Picture supply: Sam Robson, The Motley Idiot UK
This yr has begun poorly for shareholders in electrical car maker NIO (NYSE: NIO). NIO inventory has tumbled 31% because the begin of final month. Over 5 years, it’s down 42%.
However, with a market capitalisation of $12bn even after the autumn, NIO remains to be a sizeable inventory market presence. So, ought to I make the most of the a lot cheaper price to purchase some shares for my portfolio?
Can NIO thrive?
The primary query I ask as an investor when contemplating the doable deserves of a share is what I believe the long-term prospects of the enterprise are.
That isn’t the one factor that issues: valuation is necessary too. However until the enterprise appears to be like like it’s going someplace good, I can’t even trouble contemplating its valuation.
The electrical car market is already giant and I anticipate it to develop considerably in coming years. That provides a chance for NIO though it additionally signifies that it’s combating for market share with a number of rivals comparable to Tesla. That dangers reducing revenue margins, one thing that has already been weighing on earnings at Tesla.
NIO has some benefits: its premium branding is one and so too is its battery swapping expertise.
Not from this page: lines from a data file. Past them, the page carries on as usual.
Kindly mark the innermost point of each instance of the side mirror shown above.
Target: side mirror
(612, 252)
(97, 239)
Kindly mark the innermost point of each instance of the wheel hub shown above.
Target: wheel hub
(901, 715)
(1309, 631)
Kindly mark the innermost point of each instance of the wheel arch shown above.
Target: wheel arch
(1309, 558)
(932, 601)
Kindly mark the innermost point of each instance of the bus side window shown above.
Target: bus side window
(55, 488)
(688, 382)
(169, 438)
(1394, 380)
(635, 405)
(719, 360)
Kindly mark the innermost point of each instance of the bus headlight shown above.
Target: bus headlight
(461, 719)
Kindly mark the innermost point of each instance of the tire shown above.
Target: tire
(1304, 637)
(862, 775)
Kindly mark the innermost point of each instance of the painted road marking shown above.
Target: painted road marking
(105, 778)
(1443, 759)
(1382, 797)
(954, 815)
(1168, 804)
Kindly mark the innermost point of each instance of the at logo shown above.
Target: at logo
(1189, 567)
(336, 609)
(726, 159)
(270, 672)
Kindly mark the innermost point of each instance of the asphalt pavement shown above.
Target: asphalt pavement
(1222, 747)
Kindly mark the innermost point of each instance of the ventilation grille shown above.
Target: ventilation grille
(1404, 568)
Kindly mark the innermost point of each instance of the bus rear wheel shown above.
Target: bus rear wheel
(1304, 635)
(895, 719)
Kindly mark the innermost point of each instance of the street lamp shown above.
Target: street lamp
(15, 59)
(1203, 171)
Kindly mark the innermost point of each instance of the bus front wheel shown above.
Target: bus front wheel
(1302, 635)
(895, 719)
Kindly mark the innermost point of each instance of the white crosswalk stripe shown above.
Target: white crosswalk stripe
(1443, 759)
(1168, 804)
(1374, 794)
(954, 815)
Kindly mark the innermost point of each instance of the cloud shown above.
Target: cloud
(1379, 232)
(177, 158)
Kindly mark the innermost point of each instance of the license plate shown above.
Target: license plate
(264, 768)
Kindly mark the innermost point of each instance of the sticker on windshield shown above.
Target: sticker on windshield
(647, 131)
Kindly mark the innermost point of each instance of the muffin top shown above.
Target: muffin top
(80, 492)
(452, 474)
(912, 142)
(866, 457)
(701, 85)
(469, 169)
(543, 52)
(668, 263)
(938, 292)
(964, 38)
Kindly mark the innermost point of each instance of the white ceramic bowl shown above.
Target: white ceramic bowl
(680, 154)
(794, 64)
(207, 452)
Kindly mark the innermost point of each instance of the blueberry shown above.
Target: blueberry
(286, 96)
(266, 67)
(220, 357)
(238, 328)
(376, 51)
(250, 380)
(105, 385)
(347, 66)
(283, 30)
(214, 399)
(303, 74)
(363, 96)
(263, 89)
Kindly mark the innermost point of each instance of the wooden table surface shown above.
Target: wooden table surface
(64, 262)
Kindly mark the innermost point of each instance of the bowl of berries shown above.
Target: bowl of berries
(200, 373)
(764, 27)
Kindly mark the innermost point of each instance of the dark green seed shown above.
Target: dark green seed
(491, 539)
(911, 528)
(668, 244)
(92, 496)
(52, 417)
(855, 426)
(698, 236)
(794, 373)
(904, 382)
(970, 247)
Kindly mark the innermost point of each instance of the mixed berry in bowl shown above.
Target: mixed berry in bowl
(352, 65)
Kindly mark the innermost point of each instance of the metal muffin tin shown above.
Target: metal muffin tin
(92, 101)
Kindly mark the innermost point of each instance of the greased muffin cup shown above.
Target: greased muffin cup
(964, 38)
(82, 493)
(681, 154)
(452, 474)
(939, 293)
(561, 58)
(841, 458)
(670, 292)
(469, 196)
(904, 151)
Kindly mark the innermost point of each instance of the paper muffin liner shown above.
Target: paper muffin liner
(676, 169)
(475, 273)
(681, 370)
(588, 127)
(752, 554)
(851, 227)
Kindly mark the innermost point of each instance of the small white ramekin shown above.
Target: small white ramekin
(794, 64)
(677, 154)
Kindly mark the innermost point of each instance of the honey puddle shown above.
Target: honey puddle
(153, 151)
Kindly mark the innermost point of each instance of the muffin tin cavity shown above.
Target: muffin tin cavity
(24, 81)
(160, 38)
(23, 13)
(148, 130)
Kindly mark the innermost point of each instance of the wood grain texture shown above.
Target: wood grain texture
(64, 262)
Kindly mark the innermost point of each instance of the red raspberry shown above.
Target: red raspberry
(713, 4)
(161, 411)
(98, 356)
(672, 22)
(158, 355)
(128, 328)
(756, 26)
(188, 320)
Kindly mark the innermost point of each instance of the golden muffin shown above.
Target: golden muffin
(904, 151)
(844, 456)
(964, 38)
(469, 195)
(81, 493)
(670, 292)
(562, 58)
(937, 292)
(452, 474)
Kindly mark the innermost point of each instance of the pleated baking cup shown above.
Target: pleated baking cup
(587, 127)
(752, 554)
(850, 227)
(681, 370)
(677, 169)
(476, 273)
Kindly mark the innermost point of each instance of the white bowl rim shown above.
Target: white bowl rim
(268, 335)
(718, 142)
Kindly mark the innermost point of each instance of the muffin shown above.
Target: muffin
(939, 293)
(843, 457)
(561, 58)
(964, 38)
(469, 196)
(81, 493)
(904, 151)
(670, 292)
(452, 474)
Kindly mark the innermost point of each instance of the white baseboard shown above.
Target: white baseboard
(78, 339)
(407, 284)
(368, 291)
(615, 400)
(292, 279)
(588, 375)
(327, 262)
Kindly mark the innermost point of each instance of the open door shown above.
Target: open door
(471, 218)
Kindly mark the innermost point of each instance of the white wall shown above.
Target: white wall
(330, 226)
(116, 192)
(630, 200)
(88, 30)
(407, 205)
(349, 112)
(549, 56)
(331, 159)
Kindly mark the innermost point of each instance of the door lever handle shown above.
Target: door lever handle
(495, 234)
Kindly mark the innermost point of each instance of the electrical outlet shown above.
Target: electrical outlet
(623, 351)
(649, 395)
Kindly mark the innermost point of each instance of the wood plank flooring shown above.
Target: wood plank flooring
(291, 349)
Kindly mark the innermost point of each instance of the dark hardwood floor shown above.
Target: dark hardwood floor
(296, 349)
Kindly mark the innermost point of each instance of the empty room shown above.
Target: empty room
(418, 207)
The truth is, I believe that helps it overcome a barrier some drivers have with regards to buying an electrical car: journey vary.
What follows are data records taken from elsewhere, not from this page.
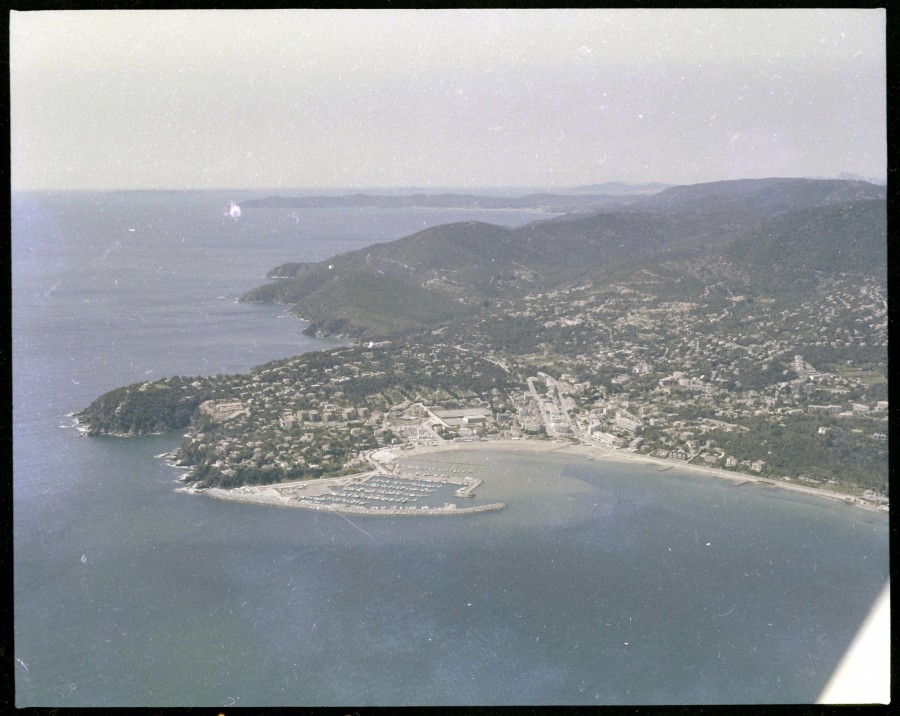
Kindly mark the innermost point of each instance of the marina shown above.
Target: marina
(372, 494)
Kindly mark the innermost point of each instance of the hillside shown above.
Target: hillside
(454, 270)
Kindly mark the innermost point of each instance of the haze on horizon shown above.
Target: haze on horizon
(142, 99)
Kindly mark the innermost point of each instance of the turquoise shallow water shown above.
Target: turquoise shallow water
(599, 583)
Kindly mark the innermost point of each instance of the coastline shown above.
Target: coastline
(601, 453)
(385, 460)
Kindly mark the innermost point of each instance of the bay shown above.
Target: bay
(595, 585)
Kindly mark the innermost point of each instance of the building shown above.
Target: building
(629, 424)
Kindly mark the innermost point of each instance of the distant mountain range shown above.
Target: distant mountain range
(551, 203)
(755, 228)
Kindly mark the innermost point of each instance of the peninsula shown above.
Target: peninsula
(739, 327)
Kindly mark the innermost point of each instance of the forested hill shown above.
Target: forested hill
(456, 270)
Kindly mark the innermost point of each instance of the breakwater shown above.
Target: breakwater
(448, 509)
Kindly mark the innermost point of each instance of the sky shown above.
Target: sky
(155, 99)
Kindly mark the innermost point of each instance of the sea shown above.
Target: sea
(601, 582)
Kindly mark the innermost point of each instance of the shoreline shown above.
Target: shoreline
(385, 460)
(601, 453)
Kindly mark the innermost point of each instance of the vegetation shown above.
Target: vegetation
(740, 325)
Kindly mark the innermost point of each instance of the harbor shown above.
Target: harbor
(375, 493)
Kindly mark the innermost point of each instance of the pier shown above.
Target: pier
(469, 489)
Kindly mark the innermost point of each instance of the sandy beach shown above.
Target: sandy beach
(386, 460)
(662, 465)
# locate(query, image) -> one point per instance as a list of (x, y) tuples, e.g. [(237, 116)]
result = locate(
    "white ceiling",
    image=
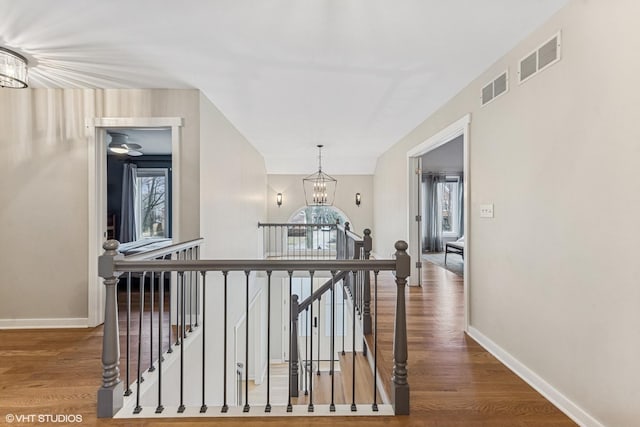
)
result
[(354, 75)]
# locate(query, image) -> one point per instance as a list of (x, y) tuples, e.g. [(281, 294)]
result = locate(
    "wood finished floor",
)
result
[(454, 382)]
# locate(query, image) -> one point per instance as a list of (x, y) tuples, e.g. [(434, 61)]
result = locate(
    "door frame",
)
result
[(454, 130), (97, 194)]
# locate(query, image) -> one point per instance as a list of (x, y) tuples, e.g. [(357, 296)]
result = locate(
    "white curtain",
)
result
[(432, 216), (128, 212)]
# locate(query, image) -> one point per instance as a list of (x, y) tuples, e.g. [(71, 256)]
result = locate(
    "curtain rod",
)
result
[(443, 173)]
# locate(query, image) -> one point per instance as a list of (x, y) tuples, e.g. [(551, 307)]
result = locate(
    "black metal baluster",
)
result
[(128, 391), (225, 407), (138, 408), (306, 352), (332, 406), (197, 256), (319, 327), (343, 295), (353, 359), (151, 312), (268, 407), (291, 349), (246, 348), (170, 350), (203, 408), (190, 277), (178, 298), (160, 408), (374, 407), (182, 333), (310, 408)]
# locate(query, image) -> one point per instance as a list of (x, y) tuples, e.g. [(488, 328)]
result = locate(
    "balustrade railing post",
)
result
[(110, 395), (400, 385), (366, 309), (293, 349)]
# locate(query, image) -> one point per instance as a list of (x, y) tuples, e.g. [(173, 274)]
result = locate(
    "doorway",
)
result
[(98, 142), (458, 129)]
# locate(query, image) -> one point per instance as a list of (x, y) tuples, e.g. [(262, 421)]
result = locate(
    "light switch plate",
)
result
[(486, 211)]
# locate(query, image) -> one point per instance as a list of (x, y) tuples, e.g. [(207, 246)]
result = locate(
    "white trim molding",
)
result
[(562, 402), (454, 130), (44, 323), (97, 197)]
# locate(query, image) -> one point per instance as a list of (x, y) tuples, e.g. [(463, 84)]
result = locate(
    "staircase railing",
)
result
[(207, 274), (302, 241)]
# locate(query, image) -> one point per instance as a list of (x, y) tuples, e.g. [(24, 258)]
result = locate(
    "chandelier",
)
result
[(120, 145), (319, 188), (13, 69)]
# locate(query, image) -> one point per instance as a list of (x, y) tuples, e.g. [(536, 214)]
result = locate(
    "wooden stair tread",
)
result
[(364, 378)]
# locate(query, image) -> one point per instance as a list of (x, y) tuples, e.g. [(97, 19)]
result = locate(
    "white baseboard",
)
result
[(562, 402), (44, 323)]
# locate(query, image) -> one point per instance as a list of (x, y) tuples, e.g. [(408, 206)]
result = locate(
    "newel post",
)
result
[(400, 387), (293, 348), (110, 395), (366, 297)]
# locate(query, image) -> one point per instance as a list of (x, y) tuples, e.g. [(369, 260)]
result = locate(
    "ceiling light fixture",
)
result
[(13, 69), (120, 145), (319, 188)]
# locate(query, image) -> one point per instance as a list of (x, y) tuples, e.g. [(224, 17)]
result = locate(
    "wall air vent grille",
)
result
[(495, 88), (544, 56)]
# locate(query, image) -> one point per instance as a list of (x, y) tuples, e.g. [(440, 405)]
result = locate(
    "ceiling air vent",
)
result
[(539, 59), (495, 88)]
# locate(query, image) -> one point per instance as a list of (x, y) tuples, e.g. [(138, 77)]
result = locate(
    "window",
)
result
[(448, 192), (152, 202), (317, 238)]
In its most just lately reported quarter, NIO deliveries surged 75% in comparison with the prior yr quarter, topping 55,000.
It has the makings of a considerable enterprise with regards to revenues. However what about earnings?
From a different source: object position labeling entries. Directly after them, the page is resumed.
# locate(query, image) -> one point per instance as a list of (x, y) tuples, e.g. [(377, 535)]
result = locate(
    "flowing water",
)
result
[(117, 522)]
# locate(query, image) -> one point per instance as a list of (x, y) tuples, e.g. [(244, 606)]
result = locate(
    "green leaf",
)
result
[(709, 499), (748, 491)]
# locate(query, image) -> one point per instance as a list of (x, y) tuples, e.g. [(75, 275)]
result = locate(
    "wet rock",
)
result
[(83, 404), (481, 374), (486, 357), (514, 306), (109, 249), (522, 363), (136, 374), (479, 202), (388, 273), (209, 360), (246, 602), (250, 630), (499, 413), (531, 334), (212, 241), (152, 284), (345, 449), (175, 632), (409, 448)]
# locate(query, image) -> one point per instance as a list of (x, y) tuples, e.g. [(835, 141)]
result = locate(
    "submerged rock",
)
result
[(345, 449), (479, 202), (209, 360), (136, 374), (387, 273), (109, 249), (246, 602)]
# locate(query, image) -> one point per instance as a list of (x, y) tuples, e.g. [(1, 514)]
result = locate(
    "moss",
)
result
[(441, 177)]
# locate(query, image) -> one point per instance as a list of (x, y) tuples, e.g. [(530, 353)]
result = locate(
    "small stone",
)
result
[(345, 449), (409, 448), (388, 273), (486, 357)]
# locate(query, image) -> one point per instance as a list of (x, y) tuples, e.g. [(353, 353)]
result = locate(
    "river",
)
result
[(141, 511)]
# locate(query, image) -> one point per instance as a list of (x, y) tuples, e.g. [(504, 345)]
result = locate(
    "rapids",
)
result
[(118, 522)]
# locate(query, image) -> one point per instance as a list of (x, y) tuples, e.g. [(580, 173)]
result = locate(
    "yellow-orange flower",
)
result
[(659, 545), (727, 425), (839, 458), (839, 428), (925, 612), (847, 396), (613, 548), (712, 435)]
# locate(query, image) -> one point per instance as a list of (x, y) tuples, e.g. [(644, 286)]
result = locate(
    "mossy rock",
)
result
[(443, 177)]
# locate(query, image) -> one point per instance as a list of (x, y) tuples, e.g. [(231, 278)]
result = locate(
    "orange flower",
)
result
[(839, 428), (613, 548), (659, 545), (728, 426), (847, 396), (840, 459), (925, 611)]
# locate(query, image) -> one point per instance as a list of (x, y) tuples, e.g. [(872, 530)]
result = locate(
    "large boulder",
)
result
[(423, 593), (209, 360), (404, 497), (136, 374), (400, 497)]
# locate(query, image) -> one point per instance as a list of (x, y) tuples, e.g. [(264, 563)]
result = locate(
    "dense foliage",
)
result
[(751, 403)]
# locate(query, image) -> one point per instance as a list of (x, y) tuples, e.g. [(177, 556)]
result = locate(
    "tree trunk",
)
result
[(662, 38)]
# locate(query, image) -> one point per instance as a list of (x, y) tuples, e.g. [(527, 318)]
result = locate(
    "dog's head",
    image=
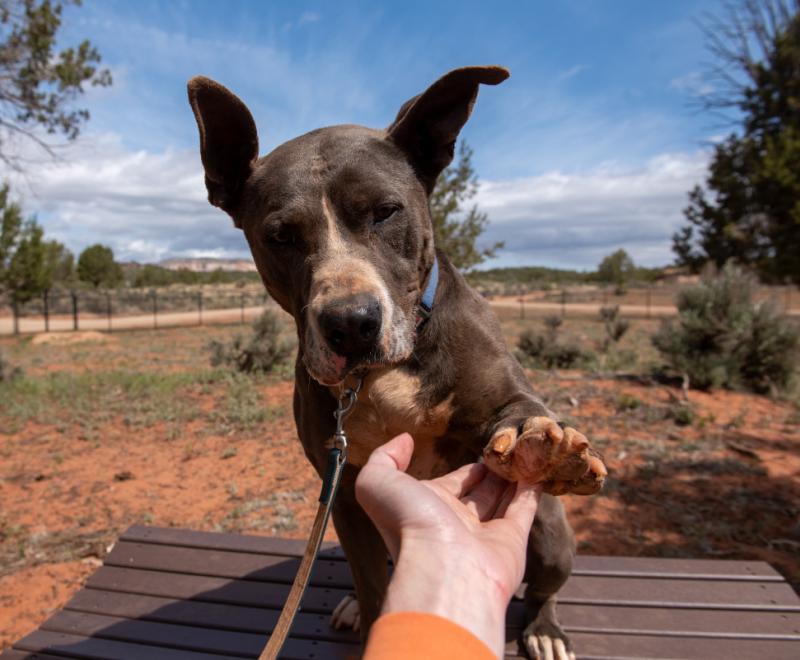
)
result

Profitability considerations
The earnings outlook is the place questions concerning the enterprise mannequin actually kick in, one thing I believe helps clarify the downwards momentum of the NIO inventory worth just lately.
Final yr the enterprise misplaced $2.1bn. That was not its worst ever efficiency – it misplaced $3.4bn in 2018, for instance – however it’s a considerably poorer bottom line than the prior yr. The serially loss-making firm continues to spill crimson ink. For six years in a row, it has misplaced at the very least $700m yearly.
For now I should not have liquidity considerations. NIO had round $6.2bn of money and money equivalents on the finish of September. That’s ample for now, though I see a threat that sooner or later the corporate will dilute present shareholders to shore up its balance sheet.
What does concern me as a possible investor is: the place (if wherever) will the crimson ink finish?
Searching for extra indicators of money-making potential
Tesla misplaced billions of {dollars} earlier than transferring into the black.
Automobile meeting is a extremely costly enterprise to get into and NIO stays on the stage the place it’s making investments to ramp up the enterprise.
However its enterprise mannequin has not but confirmed that it may be worthwhile. The electrical car trade is an increasing number of crowded, placing strain on promoting costs – and revenue margins.
If that continues, which I believe it’s going to, NIO may get additional not nearer to profitability. That has been the case prior to now couple of years.
If the corporate strikes in direction of profitability, I believe the present NIO inventory worth may but appear to be a cut price. However, for now, I wish to see extra proof of a confirmed, worthwhile enterprise mannequin earlier than I contemplate investing.